Databricks Community

cfregly · ‎03-09-2015

cfregly · ‎03-09-2015

registerTempTable()

registerTempTable() creates an in-memory table that is scoped to the cluster in which it was created. The data is stored using Hive's highly-optimized, in-memory columnar format.

This is important for dashboards as dashboards running in a different cluster (ie. the single Dashboard Cluster) will not have access to the temp tables registered in another cluster.

Re-registering a temp table of the same name (using overwrite=true) but with new data causes an atomic memory pointer switch so the new data is seemlessly updated and immediately accessble for querying (ie. from a Dashboard).

saveAsTable()

saveAsTable() creates a permanent, physical table stored in S3 using the Parquet format. This table is accessible to all clusters including the dashboard cluster. The table metadata including the location of the file(s) is stored within the Hive metastore.

Re-creating a permanent table of the same name (using overwrite=true) but with new data causes the old data to be deleted and the new data to be saved in the same underlying file on S3. This may lead to moments when the data is not available due to S3's eventual consistency model. There are on-going improvements to reduce this down time, however.

ClaudioBeretta · ‎03-12-2015

I'm a extreme beginner with Spark, so I'm probably missing something big. Using saveAsTable(), how can I specify where to store the parquet file(s) in S3? SaveAsTable accepts only a table name, and saves data in the dbfs at this location /user/hive/warehouse/. I already mounted S3 with dbutils.fs.mount in /mnt/lake. Thanks

Anonymous · ‎03-12-2015

@Claudio Beretta - you are likely looking for the

saveAsParquet()

operation. You can find out more about that and other operations in the API documentation for SchemaRDDs.

One important note:

SchemaRDD

will be changed to

DataFrame

in an upcoming release.

ClaudioBeretta · ‎03-12-2015

Thanks @Pat McDonough , I tried to use saveAsParquet(s"s3n://...") earlier but it complained with "java.lang.RuntimeException: Unsupported datatype TimestampType".

About saveAsTable() I liked that it persists the data and registers the table at the same time. If only it could save it to S3, as the answer states, it would be perfect for what I was trying to do.

cfregly · ‎04-06-2015

@Claudio Beretta you're likely hitting this Spark SQL bug:https://issues.apache.org/jira/browse/SPARK-4987

it's been resolved in Spark 1.3 and will be picked up by Databricks Cloud in the next few weeks.

thanks for reporting this. possible workaround is to convert to Unix epoch time using to_unixtime(), from_unixtime().

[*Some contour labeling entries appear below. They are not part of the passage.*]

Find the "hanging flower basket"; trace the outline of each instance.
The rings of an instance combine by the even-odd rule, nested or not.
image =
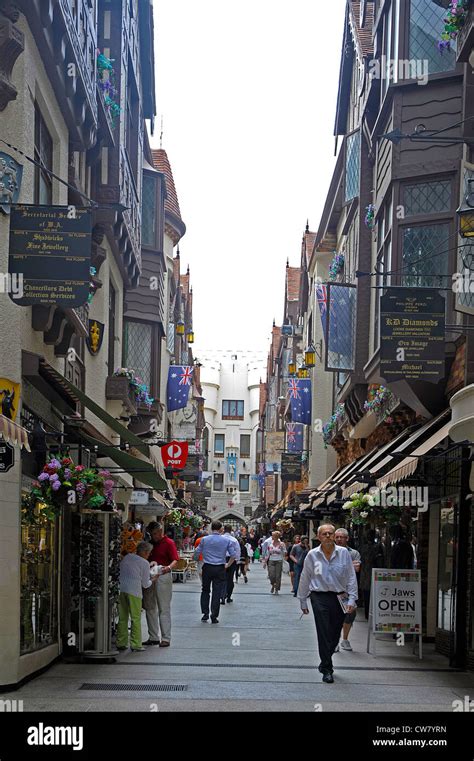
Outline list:
[[[337,276],[344,270],[345,258],[344,254],[334,253],[334,258],[329,265],[329,280],[334,281]]]
[[[438,50],[444,53],[451,50],[451,44],[457,39],[460,30],[466,23],[469,10],[469,0],[451,0],[444,19],[444,32],[438,42]]]
[[[79,505],[91,510],[113,510],[114,481],[108,470],[75,465],[70,457],[50,458],[29,495],[22,500],[22,511],[27,522],[35,522],[36,510],[41,516],[54,521],[67,505]]]
[[[379,500],[372,494],[351,494],[350,499],[342,506],[346,510],[352,523],[363,526],[368,523],[397,524],[402,517],[405,508],[399,505],[382,506]]]
[[[150,389],[146,383],[135,374],[135,370],[131,370],[128,367],[120,367],[114,372],[114,377],[128,378],[130,390],[135,397],[136,404],[146,404],[148,409],[150,409],[155,400],[150,396]]]

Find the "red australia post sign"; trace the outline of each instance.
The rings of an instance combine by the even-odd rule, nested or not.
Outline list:
[[[188,459],[187,441],[170,441],[169,444],[161,447],[161,456],[165,468],[183,470]]]

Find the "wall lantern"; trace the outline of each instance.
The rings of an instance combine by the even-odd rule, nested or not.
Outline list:
[[[474,177],[467,180],[464,202],[457,210],[459,234],[462,238],[474,238]]]
[[[316,367],[316,349],[312,342],[304,353],[304,363],[306,367]]]

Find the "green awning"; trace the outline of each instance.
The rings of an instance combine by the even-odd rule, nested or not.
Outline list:
[[[151,486],[157,491],[167,491],[168,483],[164,481],[159,473],[156,472],[153,465],[144,460],[140,460],[139,457],[134,457],[128,452],[124,452],[118,447],[114,447],[112,444],[104,444],[99,439],[94,439],[92,436],[88,436],[86,433],[81,432],[81,436],[89,442],[93,447],[97,447],[99,456],[110,457],[111,460],[117,463],[123,470],[130,473],[131,476],[138,481]],[[113,475],[113,473],[112,473]]]
[[[138,436],[136,436],[134,433],[128,430],[128,428],[125,428],[122,423],[119,423],[118,420],[116,420],[112,415],[109,415],[109,413],[104,410],[99,404],[94,402],[93,399],[91,399],[87,394],[85,394],[83,391],[81,391],[77,386],[75,386],[73,383],[67,380],[67,378],[62,378],[61,380],[64,381],[64,384],[69,388],[70,391],[73,392],[75,396],[79,399],[80,402],[84,405],[84,407],[87,407],[88,410],[94,413],[99,420],[102,420],[103,423],[109,426],[115,433],[117,433],[121,439],[128,442],[129,444],[132,444],[136,449],[138,449],[142,454],[149,456],[150,454],[150,447],[148,444],[145,444],[142,439],[140,439]]]

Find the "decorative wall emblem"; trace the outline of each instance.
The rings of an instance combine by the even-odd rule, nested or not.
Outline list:
[[[99,353],[104,338],[105,325],[99,320],[89,320],[89,330],[87,332],[86,345],[90,353],[95,356]]]
[[[10,204],[20,195],[23,166],[14,158],[0,151],[0,210],[10,214]]]

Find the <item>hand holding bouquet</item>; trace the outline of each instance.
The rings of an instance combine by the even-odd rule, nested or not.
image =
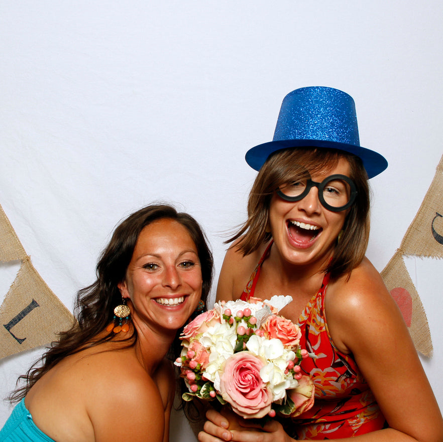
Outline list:
[[[308,356],[300,348],[301,333],[277,314],[291,301],[221,301],[189,323],[175,363],[189,389],[183,398],[216,398],[247,418],[276,412],[294,417],[309,409],[314,386],[300,373]]]

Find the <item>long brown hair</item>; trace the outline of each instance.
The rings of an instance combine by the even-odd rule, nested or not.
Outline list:
[[[125,278],[140,232],[148,224],[162,218],[170,218],[180,223],[195,244],[201,266],[201,300],[206,304],[212,283],[213,261],[198,223],[190,215],[178,212],[167,204],[148,206],[140,209],[128,216],[115,230],[97,264],[95,282],[78,292],[74,308],[76,324],[61,333],[59,340],[53,342],[27,374],[19,378],[18,383],[24,380],[26,383],[12,393],[10,396],[12,401],[24,397],[32,386],[64,358],[112,339],[112,331],[100,339],[94,338],[113,321],[114,309],[121,304],[122,295],[117,284]],[[133,346],[137,341],[137,331],[133,330],[133,334],[125,340],[128,347]],[[171,358],[174,354],[180,353],[179,332],[177,331],[177,338],[170,349]]]
[[[248,219],[227,243],[239,239],[236,244],[244,256],[257,250],[271,239],[267,229],[269,206],[280,186],[300,178],[306,170],[311,174],[326,173],[342,158],[350,166],[350,178],[357,190],[355,202],[346,217],[343,232],[335,246],[334,255],[325,271],[333,278],[348,273],[365,256],[369,239],[370,189],[368,177],[359,158],[333,149],[307,146],[278,151],[262,167],[249,194]]]

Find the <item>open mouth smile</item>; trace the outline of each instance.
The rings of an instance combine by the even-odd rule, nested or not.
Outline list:
[[[323,230],[318,226],[293,220],[289,220],[287,224],[289,236],[294,242],[299,244],[308,244]]]
[[[184,302],[184,297],[179,298],[158,298],[154,301],[162,306],[178,306]]]

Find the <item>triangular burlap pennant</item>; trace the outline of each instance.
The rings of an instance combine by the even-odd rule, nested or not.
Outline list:
[[[0,206],[0,261],[25,259],[26,253]]]
[[[443,157],[400,248],[404,255],[443,258]]]
[[[396,252],[382,271],[381,275],[400,308],[415,348],[425,356],[431,357],[432,344],[427,319],[405,265],[401,250]]]
[[[0,307],[1,358],[56,340],[73,318],[31,263],[1,206],[0,235],[0,260],[22,260]]]

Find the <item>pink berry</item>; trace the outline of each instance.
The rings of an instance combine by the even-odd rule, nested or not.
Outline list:
[[[246,329],[243,327],[243,326],[240,326],[239,327],[237,327],[237,334],[240,335],[240,336],[243,336],[246,333]]]

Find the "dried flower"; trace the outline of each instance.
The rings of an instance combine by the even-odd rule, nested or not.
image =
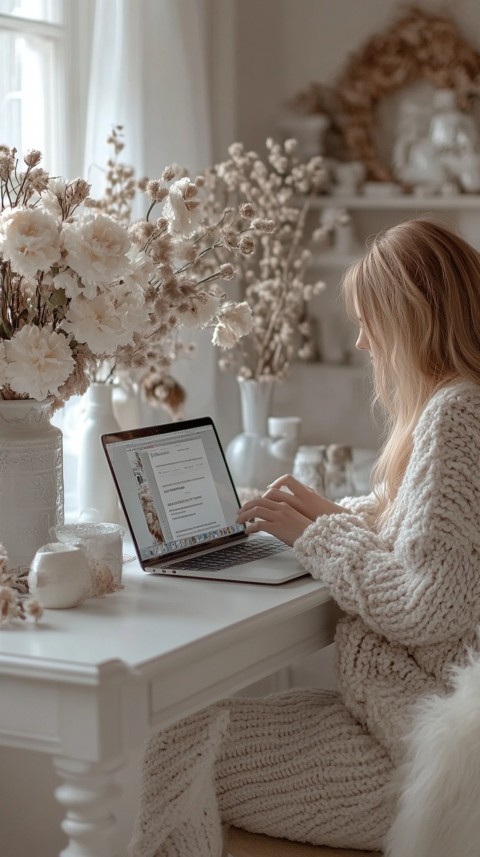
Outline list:
[[[207,173],[212,219],[218,215],[219,199],[227,205],[235,200],[240,215],[250,218],[245,232],[239,234],[231,226],[224,232],[223,247],[237,247],[242,254],[237,275],[251,307],[252,330],[237,345],[235,313],[220,313],[214,342],[234,348],[232,355],[222,356],[222,368],[236,367],[240,376],[256,379],[284,378],[294,356],[310,359],[315,352],[313,340],[299,332],[299,324],[322,287],[305,281],[311,264],[308,245],[324,235],[324,230],[311,228],[307,217],[312,197],[327,184],[322,159],[301,162],[295,140],[280,144],[269,138],[266,148],[262,160],[234,143],[230,159]]]
[[[89,184],[50,179],[40,158],[19,173],[15,149],[0,152],[0,397],[58,407],[142,329],[148,276],[125,226],[83,208]]]
[[[43,615],[42,605],[36,598],[26,597],[26,574],[9,572],[7,561],[5,548],[0,544],[0,625],[6,625],[14,619],[27,619],[29,616],[38,622]]]

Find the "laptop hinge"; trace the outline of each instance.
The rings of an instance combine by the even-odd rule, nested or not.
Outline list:
[[[142,565],[144,568],[150,568],[150,566],[155,566],[155,568],[158,568],[159,566],[163,565],[171,566],[175,565],[178,562],[182,562],[185,557],[188,557],[188,559],[193,559],[196,556],[203,556],[207,553],[214,553],[215,551],[224,548],[226,545],[238,544],[238,542],[244,542],[246,539],[248,539],[248,535],[245,532],[233,533],[229,536],[225,536],[225,538],[223,539],[219,539],[218,542],[215,542],[215,545],[210,544],[204,545],[203,547],[199,546],[198,549],[189,547],[185,550],[175,552],[173,556],[172,554],[163,554],[163,556],[149,557],[149,559],[142,561]]]

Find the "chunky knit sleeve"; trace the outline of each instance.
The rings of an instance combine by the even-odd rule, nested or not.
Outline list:
[[[378,503],[373,491],[371,494],[365,494],[361,497],[344,497],[337,502],[339,506],[343,506],[344,509],[352,512],[365,526],[373,525]]]
[[[479,517],[480,387],[452,385],[417,425],[395,523],[377,534],[353,512],[323,516],[294,550],[377,634],[406,646],[455,640],[480,621]]]

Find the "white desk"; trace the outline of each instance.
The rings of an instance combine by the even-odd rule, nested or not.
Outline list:
[[[0,743],[53,756],[63,857],[117,857],[113,777],[132,750],[328,645],[338,617],[308,577],[280,587],[199,582],[132,563],[124,583],[79,608],[46,610],[36,627],[0,628]]]

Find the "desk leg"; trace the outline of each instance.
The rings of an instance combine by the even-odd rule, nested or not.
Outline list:
[[[114,774],[122,763],[105,765],[57,757],[53,764],[63,780],[55,797],[65,807],[62,829],[69,839],[60,857],[119,857],[113,804],[121,793]]]

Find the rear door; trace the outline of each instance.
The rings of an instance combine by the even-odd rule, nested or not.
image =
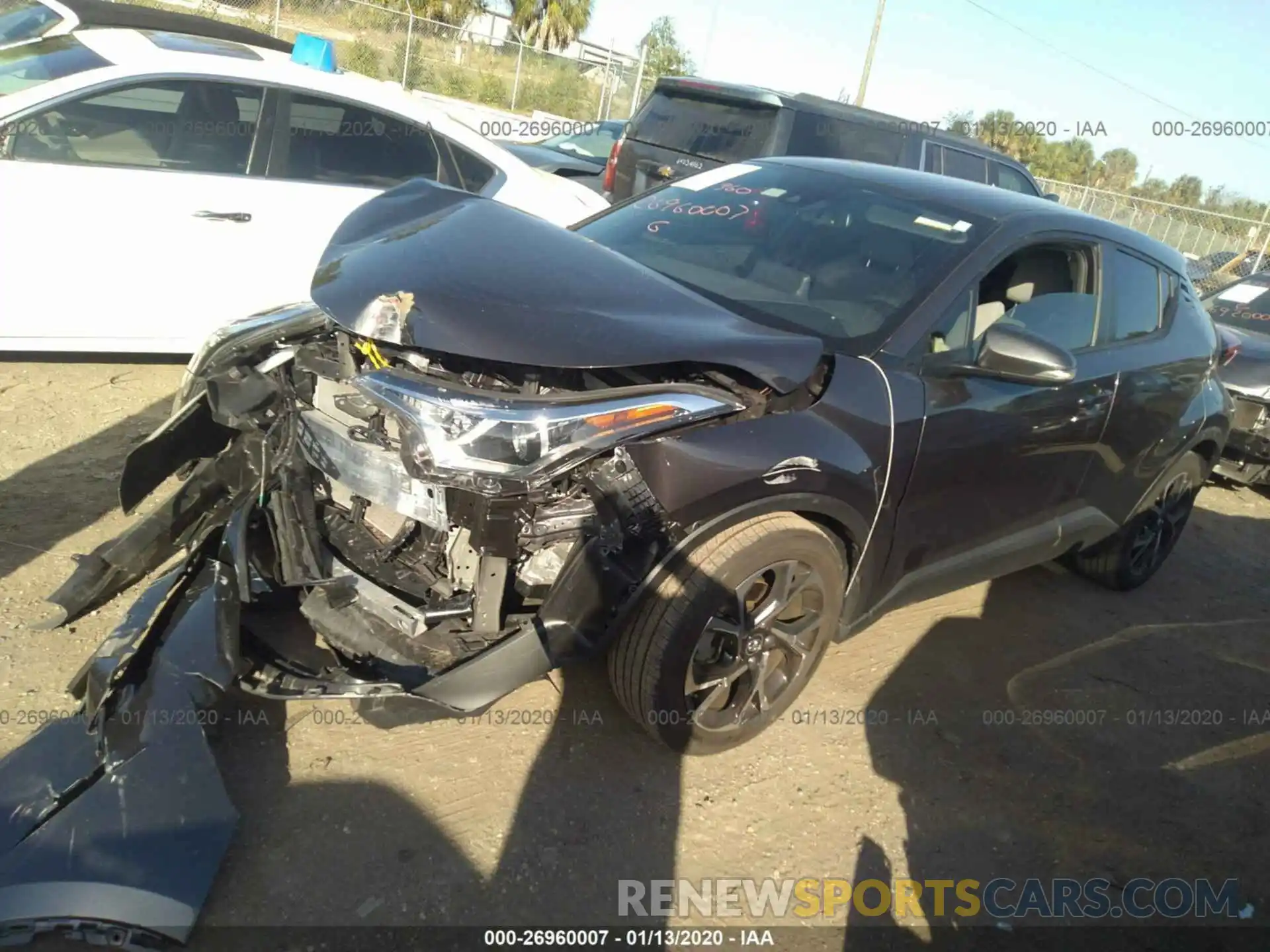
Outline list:
[[[782,110],[771,94],[659,85],[626,129],[613,201],[728,162],[771,155]]]

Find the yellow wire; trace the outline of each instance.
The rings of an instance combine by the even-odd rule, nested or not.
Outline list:
[[[363,340],[357,345],[357,349],[366,354],[366,359],[371,362],[371,367],[375,369],[382,369],[389,366],[389,362],[384,359],[384,354],[380,353],[378,347],[375,345],[373,340]]]

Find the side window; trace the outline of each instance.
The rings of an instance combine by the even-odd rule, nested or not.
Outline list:
[[[1025,195],[1036,194],[1036,189],[1033,188],[1027,176],[1019,171],[1019,169],[1013,169],[1003,162],[993,162],[992,165],[997,171],[997,188],[1021,192]]]
[[[931,354],[973,345],[989,327],[1013,326],[1067,350],[1093,343],[1097,297],[1092,293],[1093,250],[1035,245],[999,261],[932,329]]]
[[[425,126],[352,103],[292,94],[286,169],[271,175],[329,185],[392,188],[406,179],[444,180]]]
[[[437,136],[438,142],[450,147],[457,180],[451,183],[465,192],[480,192],[494,178],[494,166],[475,152],[469,152],[453,140]]]
[[[23,161],[245,175],[259,86],[202,80],[142,83],[60,103],[23,123]]]
[[[904,135],[864,122],[798,112],[794,114],[794,128],[790,129],[785,152],[899,165],[904,152]]]
[[[944,174],[966,182],[988,182],[988,160],[982,155],[944,146]]]
[[[1167,281],[1153,264],[1125,251],[1110,251],[1102,279],[1105,340],[1132,340],[1160,327],[1162,278]]]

sorry for the inconvenience.

-Chris

MainulHassan · ‎02-26-2016

When I query on this S3 table, are they loaded in memory before any computation? What does the create table command do then? Just storing metadata in metastore?

anton · ‎11-06-2015

Are parquet files stored on my s3? I can not see them, i was expecting something like "/_tmp_tables" folder, but couldn't find anything!

Anonymous · ‎11-11-2015

@anton - the root of DBFS is configured to point to an S3 bucket in the Databricks account. There is an update coming soon to allow for users to define where this root bucket should point to. In lieu of that, you'll want to point to a specific DBFS mount point or S3 URL when saving your data if you'd like to subsequently access it directly from S3.

anton · ‎11-16-2015

In that case - what is the pricing model? What if parquet table is really big, does hosting it on DB account included in the subscription price? is there a limit on the size of the table?

Anonymous · ‎11-16-2015

@anton - we'll reach out to you offline to talk in more detail, but the main answer is that Databricks is only a compute service and uses other, existing storage systems. So you are only paying for compute nodes in Databricks.

max_tenerowicz · ‎02-12-2016

This video show that registerTempTable can be used to share table between sessions. Is it Databricks platform specific feature or can do something like this in general? If so how is it done? As far as I know Hive temporary tables are bound to the specific session. Is it some kind of SQLContext injection?

sharma_raghav · ‎03-14-2017

I need to accomplish the same myself, different classes need to share a dataframe/temp table.

rlgarris · ‎02-17-2016

Hi @cfregly

One correction. registerTempTable does not create a "cached" in-memory table, but rather an alias or a reference to the DataFrame. It's akin to a pointer in C/C++ or a reference in Java.

Every time you query the temp table you are actually re-executing the DAG unless you explicitly cache the DataFrame.